I wanted to talk about some considerations for anyone who is deciding to migrate eRoom over to SharePoint. I’ve been working with eRoom for 10 years now and still think it’s the best and most secure team collaboration tool out there. However, I’m excited about SharePoint these days as the strong Microsoft developer community continues to build cool stuff to really enhance SharePoint and make it sing. Of course SharePoint is really a platform that does a whole lot more than just the “team collaboration” that eRoom focuses on. eRoom is simply the “secure team sites” / collaboration component of the larger SharePoint ecosystem. How you deal with team sites in SharePoint may be dependent on the larger SharePoint logical design. And for those who are migrating to SharePoint, you have to think about 3 things:
1. Logical Design – what does an eRoom community map to in SharePoint? an eRoom facility? an eRoom itself?
2. Scalability – Physically, eRoom packages content into rooms within facility SQL databases, files stored separately. SharePoint’s different and how will it handle all that eRoom content within its content databases?
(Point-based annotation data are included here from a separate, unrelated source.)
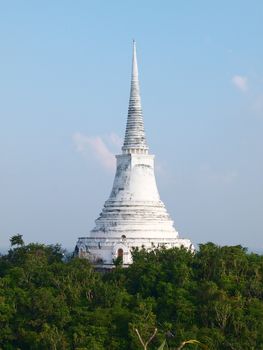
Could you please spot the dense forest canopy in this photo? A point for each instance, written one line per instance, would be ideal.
(50, 301)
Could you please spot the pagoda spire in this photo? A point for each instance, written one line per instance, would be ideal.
(135, 140)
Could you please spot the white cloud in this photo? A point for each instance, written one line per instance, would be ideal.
(257, 105)
(240, 82)
(95, 145)
(219, 177)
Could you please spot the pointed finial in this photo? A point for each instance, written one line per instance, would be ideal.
(135, 140)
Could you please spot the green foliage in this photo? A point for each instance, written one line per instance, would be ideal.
(214, 296)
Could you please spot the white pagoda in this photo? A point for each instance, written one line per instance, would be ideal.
(134, 215)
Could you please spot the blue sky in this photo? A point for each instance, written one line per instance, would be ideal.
(64, 87)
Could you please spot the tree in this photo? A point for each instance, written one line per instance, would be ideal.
(17, 240)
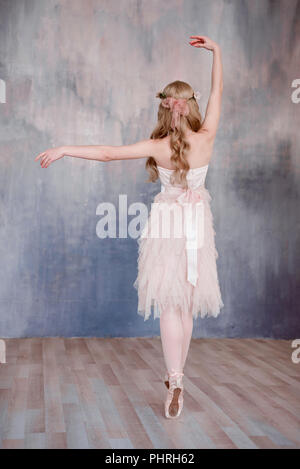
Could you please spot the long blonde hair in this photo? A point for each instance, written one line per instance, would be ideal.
(178, 142)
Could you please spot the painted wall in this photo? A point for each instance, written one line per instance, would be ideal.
(86, 72)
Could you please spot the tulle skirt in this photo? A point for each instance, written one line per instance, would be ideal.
(162, 281)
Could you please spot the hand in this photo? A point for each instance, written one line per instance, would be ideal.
(49, 156)
(204, 42)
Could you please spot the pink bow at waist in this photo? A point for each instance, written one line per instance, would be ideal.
(189, 196)
(194, 228)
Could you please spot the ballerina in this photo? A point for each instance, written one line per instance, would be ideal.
(177, 276)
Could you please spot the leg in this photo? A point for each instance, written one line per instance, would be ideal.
(187, 325)
(171, 333)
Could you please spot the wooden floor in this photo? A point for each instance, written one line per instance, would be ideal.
(109, 393)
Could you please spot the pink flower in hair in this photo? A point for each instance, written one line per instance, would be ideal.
(178, 107)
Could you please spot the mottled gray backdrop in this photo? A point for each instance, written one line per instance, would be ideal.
(86, 72)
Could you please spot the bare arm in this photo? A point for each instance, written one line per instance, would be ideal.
(213, 110)
(141, 149)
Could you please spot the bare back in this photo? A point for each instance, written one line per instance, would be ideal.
(201, 147)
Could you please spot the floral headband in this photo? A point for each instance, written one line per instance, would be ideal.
(178, 107)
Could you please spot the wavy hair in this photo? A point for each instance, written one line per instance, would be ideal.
(178, 141)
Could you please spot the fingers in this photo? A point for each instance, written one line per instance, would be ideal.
(39, 156)
(45, 161)
(199, 38)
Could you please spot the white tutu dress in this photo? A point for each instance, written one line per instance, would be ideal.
(176, 251)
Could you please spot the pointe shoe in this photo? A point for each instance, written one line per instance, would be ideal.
(174, 400)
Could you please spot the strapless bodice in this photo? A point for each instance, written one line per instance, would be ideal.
(195, 177)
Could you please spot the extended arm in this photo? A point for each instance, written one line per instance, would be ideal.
(213, 110)
(141, 149)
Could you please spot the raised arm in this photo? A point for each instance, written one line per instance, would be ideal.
(141, 149)
(213, 110)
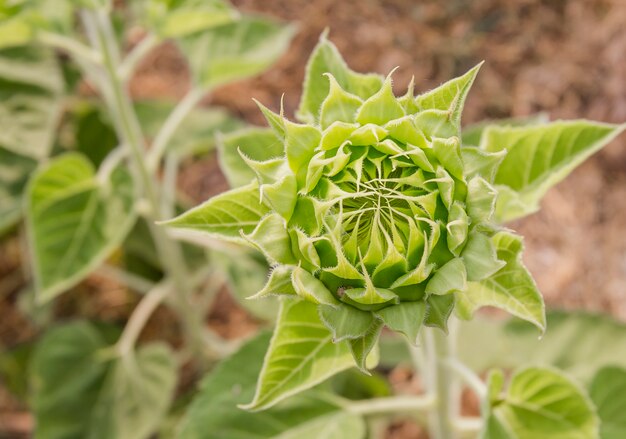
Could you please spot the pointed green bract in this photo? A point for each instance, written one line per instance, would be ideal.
(541, 402)
(608, 392)
(511, 288)
(74, 221)
(326, 59)
(438, 310)
(345, 322)
(406, 318)
(255, 143)
(226, 215)
(449, 97)
(538, 157)
(301, 355)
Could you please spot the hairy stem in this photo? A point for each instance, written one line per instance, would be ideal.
(101, 35)
(167, 131)
(140, 316)
(391, 405)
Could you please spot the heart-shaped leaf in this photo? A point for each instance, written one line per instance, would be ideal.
(74, 221)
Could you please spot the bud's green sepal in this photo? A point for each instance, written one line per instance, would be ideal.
(379, 206)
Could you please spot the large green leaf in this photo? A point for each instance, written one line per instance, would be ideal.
(327, 59)
(541, 403)
(14, 172)
(578, 343)
(540, 156)
(74, 221)
(177, 18)
(78, 392)
(511, 288)
(258, 144)
(225, 216)
(214, 414)
(235, 50)
(301, 355)
(136, 394)
(608, 392)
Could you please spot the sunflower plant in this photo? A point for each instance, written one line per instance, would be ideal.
(377, 211)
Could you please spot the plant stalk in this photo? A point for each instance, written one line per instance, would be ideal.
(100, 32)
(391, 405)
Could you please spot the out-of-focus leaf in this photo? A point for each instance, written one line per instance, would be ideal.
(13, 369)
(177, 18)
(214, 413)
(30, 92)
(540, 402)
(235, 50)
(578, 343)
(80, 392)
(608, 392)
(74, 221)
(195, 135)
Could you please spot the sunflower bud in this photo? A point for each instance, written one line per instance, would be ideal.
(375, 209)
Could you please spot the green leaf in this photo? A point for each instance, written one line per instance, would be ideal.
(136, 394)
(74, 221)
(246, 273)
(449, 278)
(541, 402)
(301, 355)
(438, 310)
(480, 257)
(608, 392)
(226, 215)
(327, 59)
(235, 50)
(271, 238)
(449, 97)
(511, 288)
(214, 413)
(539, 157)
(78, 392)
(30, 88)
(578, 343)
(178, 18)
(31, 85)
(405, 317)
(14, 172)
(472, 134)
(345, 321)
(196, 134)
(258, 144)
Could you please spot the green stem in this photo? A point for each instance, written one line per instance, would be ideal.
(100, 32)
(391, 405)
(439, 380)
(140, 317)
(167, 131)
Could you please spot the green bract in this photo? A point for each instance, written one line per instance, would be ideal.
(373, 211)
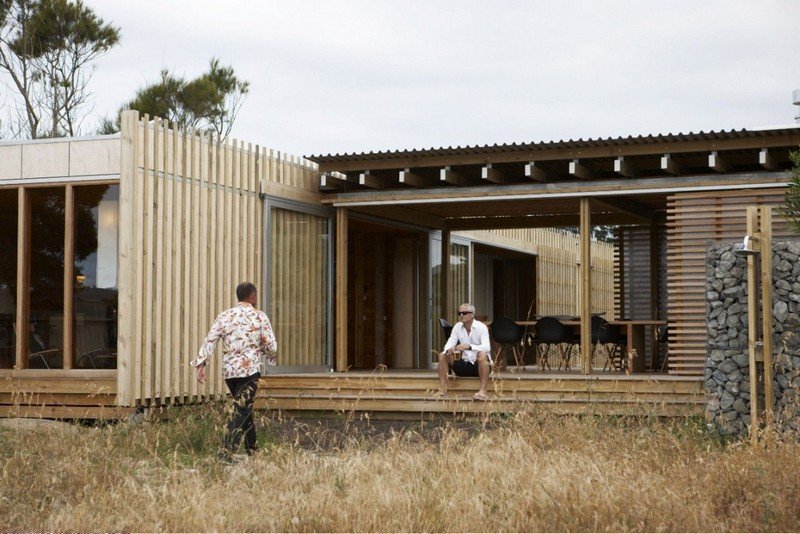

3. Migration of Data – do you want just files or files with all eRoom content?
eRoom to SharePoint is not like comparing apples to apples. As a general rule, communities in eRoom might equate to a Site Collection in SharePoint and each eRoom might equate to a subsite. I recommend to create a unique site collection in SharePoint just to administer your secure team workspaces. You might want to create separate site collections for internal eRooms and external ones. The Site Collection might have a defined member list and all subsites can then filter members as needed from the larger site collection. While the majority of eRooms will follow the mapping I just described, there will be cases where one eRoom might equate to a site collection — and that would depend on the use of that eRoom, how large is it, structure and security. eRoom Site Reports will easily help you identify those really large team workspaces so you can determine how to deal with them in SharePoint.
For the “My eRooms” home page, I’d recommend using My Sites where each individual person can see his/her team sites. But you’ll need MOSS for My Sites. If you opt for WSS only, you’ll have to think about something which provides that “portal” view for an individual user listing all their secure team workspaces. Either way, I still prefer 1 URL to goto that lists all my secure team workspaces no matter where they exist in SharePoint — and I want to see it in a My Sites and a Portal view.
The SharePoint architecture is similar to eRoom in that there is a “logical” side and a “physical” side (or virtual side these days). The eRoom site logically is a collection of servers, members, communities, and individual eRooms. The logical side of SharePoint (apps, site collections, sites, etc..) all need to map to the physical (servers, content databases, etc..). Depending on the scale of your eRoom environment, this is probably the most difficult thing to do in SharePoint. In some cases, you might have create 1 Site Collection per eRoom or per eRoom Facility – which can make it harder to administer. What was easy to adminster within the overall eRoom environment becomes harder in SharePoint. Fortunately there are many good tools out there to help admin SharePoint across sites and site collections.
Once you figure out the logical and physical design and how eRoom maps to SharePoint, you need to think about migrating data. I’d recommend you look at a leveraging a migration tool — and there are not many commercially available. AvePoint seems like a good bet for most. The word on the Tsunami tool is that it’s too expensive and not worth it. You can also contact me as I know of a cheaper tool which may work just as well Save yourself the developer effort as coding this could take many many weeks if not months. And you don’t have to migrate all of eRoom at once, you can run parallel and migrate over time. Lastly, test, test, test, and test the migration.